— Я сейчас распоряжусь.
В спальне возник доктор Роджерсон — лейб-медик ее величества. Коренастый шотландец, он имел красное лицо, что свидетельствовало о его пристрастии к пиву. Говорил по-русски с сильным акцентом.
— Доброе утро вашему величеству.
— Не такое доброе, если разобраться. Мой давнишний друг и сподвижник генерал Бецкий при смерти.
— Он давно болел. Десять лет назад перенес апоплексический удар и почти не ходил. А до этого полностью ослеп. И к тому же провалы в памяти…
— Возраст, возраст — девяносто лет или даже более.
— Я его осматривал по желанию вице-адмирала Де Рибаса год назад. Отвечал на вопросы внятно и просил меня сохранять его тайну в разговоре с вашим величеством.
У царицы брови прыгнули вверх:
— Тайну? Какую тайну?
— О его самочувствии. Если государыня-матушка поинтересуется, отвечать, что недомогает, но не так, чтобы очень тяжко, продолжая работать со своими секретарями.
Облегченно вздохнув, самодержица хмыкнула:
— Вот смешной старик!

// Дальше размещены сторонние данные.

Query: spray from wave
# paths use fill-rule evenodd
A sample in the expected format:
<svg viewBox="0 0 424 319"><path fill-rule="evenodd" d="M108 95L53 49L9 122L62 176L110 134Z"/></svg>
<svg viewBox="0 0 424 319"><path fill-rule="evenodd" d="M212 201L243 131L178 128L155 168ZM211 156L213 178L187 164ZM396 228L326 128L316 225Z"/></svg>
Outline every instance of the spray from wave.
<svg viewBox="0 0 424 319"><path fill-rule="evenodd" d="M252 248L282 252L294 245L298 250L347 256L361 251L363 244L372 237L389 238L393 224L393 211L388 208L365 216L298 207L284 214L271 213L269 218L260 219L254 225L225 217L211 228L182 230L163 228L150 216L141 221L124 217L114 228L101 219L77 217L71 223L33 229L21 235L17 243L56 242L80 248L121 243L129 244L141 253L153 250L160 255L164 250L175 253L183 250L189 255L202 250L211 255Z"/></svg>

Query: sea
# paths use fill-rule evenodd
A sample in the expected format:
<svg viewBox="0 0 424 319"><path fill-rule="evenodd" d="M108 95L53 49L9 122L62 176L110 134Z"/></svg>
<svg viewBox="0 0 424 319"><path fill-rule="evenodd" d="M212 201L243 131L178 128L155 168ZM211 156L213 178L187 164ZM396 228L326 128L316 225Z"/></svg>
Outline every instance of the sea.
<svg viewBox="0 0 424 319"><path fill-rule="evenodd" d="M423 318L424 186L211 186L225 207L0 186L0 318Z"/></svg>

Будто я не знаю его состояния! Говорили, что когда он уже ослеп, но еще выезжал из дома, то привязывал к рукаву шелковый шнурок — и слуга в карете, разглядев приближающийся другой экипаж, должен был подергать и подать генералу знак, чтобы генерал мог кивнуть приветственно — сделав тем самым вид, будто зряч и увидел сам…
Доктор не разделил веселости госпожи и ответил хмуро:
— Это анекдот из светских гостиных, как мне представляется…
— Нет, а я верю. Он всегда был большой чудак. — Отвернулась к окну и сидела молча какое-то время. Наконец, сказала: — В общем, съезди, Иван Самойлович, сделай одолжение, осмотри его. А вернувшись, отчитаешься мне в подробностях.
— Как прикажет ваше величество.
В первый раз я увидела Бецкого в Сан-Суси, на балу в честь восшествия на престол короля Фридриха — Фридриха Второго, Старого Фрица… Значит, это был 1740 год. Мне тогда исполнилось 11 лет. А ему, Иван Иванычу, получается, 35… или 36… Он там был со своей сестрой, сводной, по отцу, и ее мужем — принцем Гессен-Гомбургским.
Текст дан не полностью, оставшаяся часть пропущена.